For my entire career in astronomy, the registration of images to a reference coordinate system, or even just to each other, has consumed far more time than I would like to admit.
Astrometric fitting continues to be a challenge in the modern era for reasons both stupid and interesting.
I thus ask for the collective wisdom to contribute their thoughts, suggestions, and requests.
When you are debugging a failed astrometric solution:
How did you know it failed?
what approaches do you take?
What do you look at?
How do you visualize what’s going wrong?
How do you verify later that you’ve fixed things?
What additional challenges do multi-CCD focal planes add to the debugging and complexity of solutions?
What tools do you wish you had to make any of these steps easier?
Thanks for bringing this up. I don’t have a ton of experience doing this myself, but here are some thoughts, in no particular order:
Once a problem has been identified on a small number of frames, visual inspection of the image with sources and reference objects overlaid should almost always be the first thing we look at. While we have tools for this (I use ds9+xpa+ssh tunnels), the overhead in using them for the first time is considerable.
We also lack tools for general interactive analysis of joined tables. That’s not just a lack of an N-way spatial matcher, though that’s a big missing piece - we also don’t have good interfaces for dealing with the matches we’ve already determined (i.e. the afw.table.Match objects are extremely clunky).

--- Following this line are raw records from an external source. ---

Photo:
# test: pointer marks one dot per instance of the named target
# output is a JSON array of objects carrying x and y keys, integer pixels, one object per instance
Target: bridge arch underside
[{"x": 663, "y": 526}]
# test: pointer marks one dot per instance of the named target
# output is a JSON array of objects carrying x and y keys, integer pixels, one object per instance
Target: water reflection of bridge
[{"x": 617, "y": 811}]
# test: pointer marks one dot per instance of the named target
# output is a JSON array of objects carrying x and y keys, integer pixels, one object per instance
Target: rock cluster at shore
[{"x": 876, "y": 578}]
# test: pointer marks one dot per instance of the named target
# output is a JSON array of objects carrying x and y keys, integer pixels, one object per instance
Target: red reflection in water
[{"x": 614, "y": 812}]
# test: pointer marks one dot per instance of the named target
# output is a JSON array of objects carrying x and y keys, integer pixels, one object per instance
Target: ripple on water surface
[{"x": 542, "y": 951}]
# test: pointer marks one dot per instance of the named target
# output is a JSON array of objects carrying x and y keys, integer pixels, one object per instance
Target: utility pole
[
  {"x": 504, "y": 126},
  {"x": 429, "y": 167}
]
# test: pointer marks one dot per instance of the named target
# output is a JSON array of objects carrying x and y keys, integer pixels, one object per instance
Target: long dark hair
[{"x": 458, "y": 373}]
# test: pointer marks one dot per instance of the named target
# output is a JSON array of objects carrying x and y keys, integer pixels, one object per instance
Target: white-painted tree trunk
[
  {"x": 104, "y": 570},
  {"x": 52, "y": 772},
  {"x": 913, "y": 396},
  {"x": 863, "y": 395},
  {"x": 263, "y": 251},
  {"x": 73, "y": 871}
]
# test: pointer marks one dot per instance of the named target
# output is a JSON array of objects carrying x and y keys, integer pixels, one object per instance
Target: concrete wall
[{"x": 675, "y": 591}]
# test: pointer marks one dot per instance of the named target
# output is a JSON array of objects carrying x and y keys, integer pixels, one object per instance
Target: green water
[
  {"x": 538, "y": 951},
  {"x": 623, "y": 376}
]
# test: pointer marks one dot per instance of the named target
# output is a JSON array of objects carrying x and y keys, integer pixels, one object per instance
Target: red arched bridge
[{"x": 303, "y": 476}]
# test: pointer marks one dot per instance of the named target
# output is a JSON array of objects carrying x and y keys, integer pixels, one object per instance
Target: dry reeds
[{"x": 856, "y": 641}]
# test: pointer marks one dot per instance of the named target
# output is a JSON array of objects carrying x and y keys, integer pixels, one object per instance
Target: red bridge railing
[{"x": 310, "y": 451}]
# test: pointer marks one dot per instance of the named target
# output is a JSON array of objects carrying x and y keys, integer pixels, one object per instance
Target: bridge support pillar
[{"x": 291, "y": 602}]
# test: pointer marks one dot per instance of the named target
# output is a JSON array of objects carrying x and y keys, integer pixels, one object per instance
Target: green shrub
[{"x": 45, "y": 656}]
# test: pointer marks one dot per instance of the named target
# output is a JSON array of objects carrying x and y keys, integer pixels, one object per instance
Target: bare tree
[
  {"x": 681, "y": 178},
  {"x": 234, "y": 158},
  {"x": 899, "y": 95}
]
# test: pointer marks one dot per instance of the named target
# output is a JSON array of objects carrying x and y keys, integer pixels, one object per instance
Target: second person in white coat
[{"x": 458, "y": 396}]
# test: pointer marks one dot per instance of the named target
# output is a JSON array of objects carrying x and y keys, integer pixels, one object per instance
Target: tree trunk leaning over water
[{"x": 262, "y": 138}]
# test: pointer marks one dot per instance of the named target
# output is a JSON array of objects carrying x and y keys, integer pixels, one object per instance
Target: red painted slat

Looking at RMS scatter is useful, but outliers are often important, so more robust statistics and explicit outlier fractions are important too. Histogram plots that show a Gaussian that corresponds to a robust RMS as well as somehow highlighting points excluded from that RMS are very useful.
It’s also important to visualize the problem spatially, in CCD, focal-plane, or sky-patch plots that show average scatter in a region via a colormap and/or whiskers that demonstrate bulk offsets.
It’s often very hard to distinguish between problems in our code from problems in the reference catalog, so it can be very useful to have multiple independent reference catalogs to test with, even if we expect one to be generally best.
@KSK Could you capture the tools you found useful or the tools you wished you had when you were astrometry debugging on Feb 19? (and report them here).
I’ll toss out a few of the general strategies I needed to pursue in this recent effort:
Cross matching on Ra/Dec between various odd combinations of catalogs (icSrc vs a new data type in a branch, icMatch vs a different src table, etc), and in particular between two different repositories. I’ve been dropping into astropy for this.
After cross matching, focusing on objects that are unique to one of the catalogs. It is the objects that changed that I’m most interested in. I used python sets for this, and it took some non-trivial wrangling to create the entire SourceTable -> crossmatch -> set difference -> new SourceTable data path.
Adding various bits of instrumentation into the processing path. For instance, we save the output of the matcher/wcs fitter, but not necessarily the immediate input to that process (or at least I wasn’t 100% positive it was the same as what we saved). This wasn’t very difficult and I don’t think we want to clutter all code with every possible output point. Once tasks are able to create their own data types, it might be nice to be able to write these with the butler rather than random paths on disk.
I don’t know if I have any specific tool recommendations. In general I think most of what I needed was general stack output debugging support rather than something specific to astrometry.